It’s Not Me, It’s Us
Please welcome ASPCA Shelters’ Edge guest blogger Dave Betournay, who has a thing or two to tell us about the benefits of collaboration amongst animal welfare agencies. ASPCA Community Initiatives Director and president of the New England Federation of Humane Societies, Dave is currently seeing the results of working together in Buncombe County, NC, where he represents the ASPCA as one of the three partners who have helped increase the community live release rate 4 percentage points in 2010. And they’ve developed a plan to push it as much as a possible 18 percentage points in 2011…
A few years ago, I worked for a shelter that sat rurally between two small cities. Each city had other animal welfare organizations, physical and foster, municipal and transport, and I remember a feeling of wonder.
As a group, we wondered such things as:
- “I wonder how many animals in need of service in our area are truly served.”
- “I wonder how much redundancy and overlap there is in our programming and our fundraising.”

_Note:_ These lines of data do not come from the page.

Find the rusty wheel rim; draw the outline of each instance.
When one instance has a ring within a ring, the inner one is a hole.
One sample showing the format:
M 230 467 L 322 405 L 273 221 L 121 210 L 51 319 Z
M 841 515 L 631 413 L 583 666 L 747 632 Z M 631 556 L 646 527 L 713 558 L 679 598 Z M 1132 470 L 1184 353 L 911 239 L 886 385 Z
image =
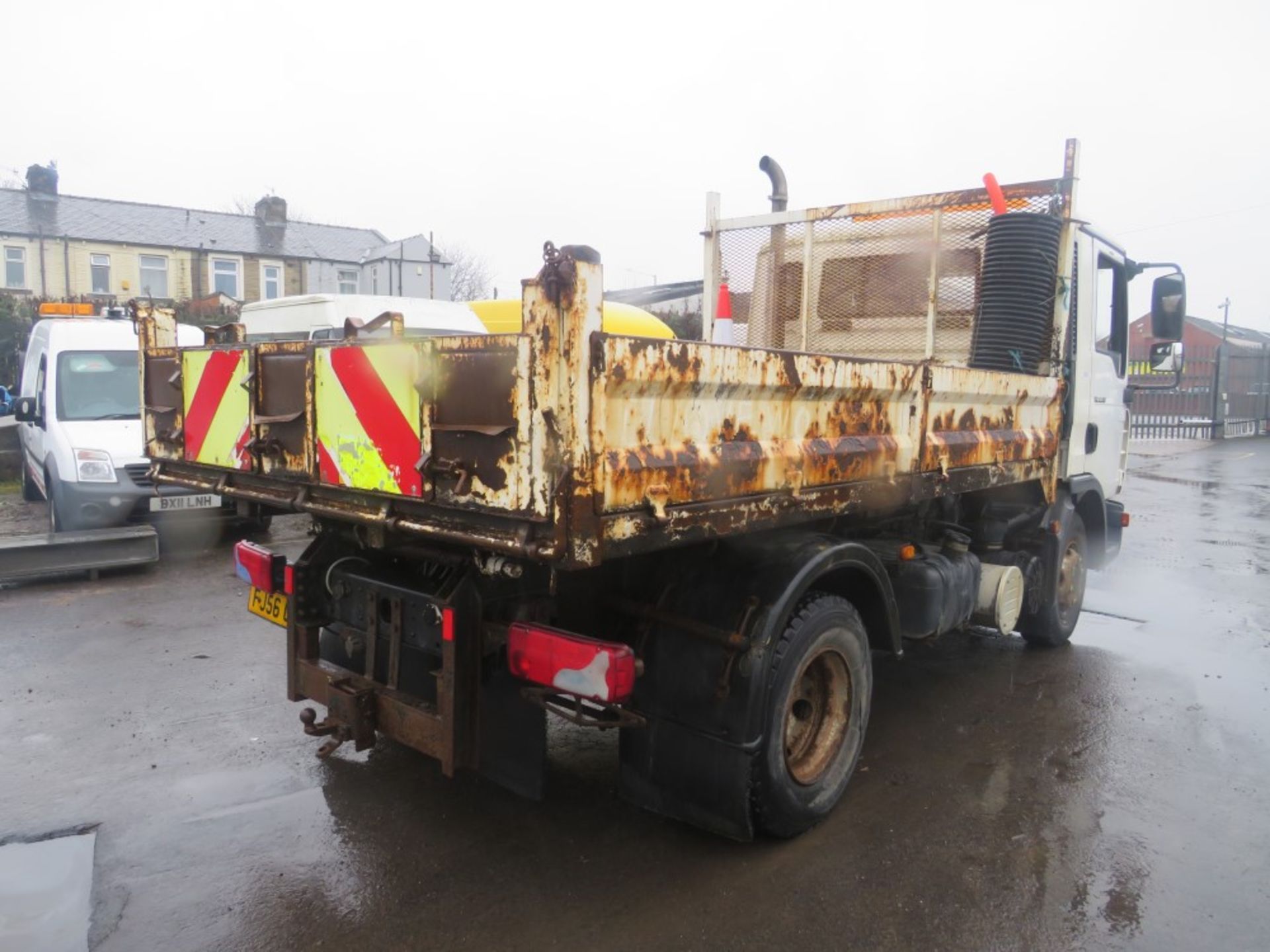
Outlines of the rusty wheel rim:
M 798 783 L 815 783 L 833 763 L 851 721 L 851 673 L 834 649 L 813 655 L 785 706 L 785 767 Z
M 1085 559 L 1081 547 L 1069 542 L 1058 566 L 1058 609 L 1066 618 L 1085 598 Z

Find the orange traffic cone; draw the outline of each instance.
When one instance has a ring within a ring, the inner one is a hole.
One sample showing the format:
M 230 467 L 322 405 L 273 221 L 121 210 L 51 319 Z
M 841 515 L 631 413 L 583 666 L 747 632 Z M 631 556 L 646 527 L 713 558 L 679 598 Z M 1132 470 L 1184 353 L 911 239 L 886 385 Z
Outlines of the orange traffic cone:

- “I wonder if there is a better way.”
At the time we pondered such wild ideas as mergers and affiliations—and this shelter even successfully affiliated with another after I left.
It’s not that we did not know our neighbors. We saw them at meetings; we visited them and called on them to keep the lines of communication open. Once in a while we might try working together on a project or two. Not bad as animal welfare goes, and I know that many of us have seen much worse.
So, what more could we ask for? Much more…much, much more.
There are people and organizations truly embracing animal welfare as a community-wide issue. They are pushing through the “Us and Them” and into the wild world of “Us and We.”
So who are these “We”!? (Aside from an uber-motivated group of over-focused workaholics…) We are the shelters, the rescues, the municipal organizations, all foster organizations, and OH wait, don’t forget the actual community itself.

"We look at the work that the entire community accomplishes in working together," says Frances Jonon, Executive Director of Austin Humane Society.
Looking at your community as a whole, using all of its resources to solve its animal welfare issues may just prove more productive than…well, pretty much anything else. Just ask Frances Jonon, Executive Director of Austin Humane Society.
“Instead of looking at the work of just one organization, we look at the work that the entire community accomplishes in working together. It is such a larger picture, such a bigger impact,” says Frances. “We are all playing a role that is much larger than what we were doing alone, and in working together we are seeing the results—increased impact.”
Wow, increased impact! Isn’t that what we are striving for? Austin is one of the communities working in the ASPCA Partnership, a collaboration with communities to increase the live release rate, saving the animals most at risk through sustainable
data-driven plans and programs.
In the last 4 years, the ASPCA Partnership in Austin has transitioned their community-wide live release rate from 54.6% for 2006 to 70.6% for 2010 (through November). This type of dramatic community-wide positive change would not have been possible if the organizations working with Austin’s homeless animals worked independent of
each other.
The benefits of partnering with others can be found far and wide, in both large and small examples. From the formation of the European Union to the simple transfer of a single animal from one organization to another to increase the odds of adoption, there will always be benefits to collaboration.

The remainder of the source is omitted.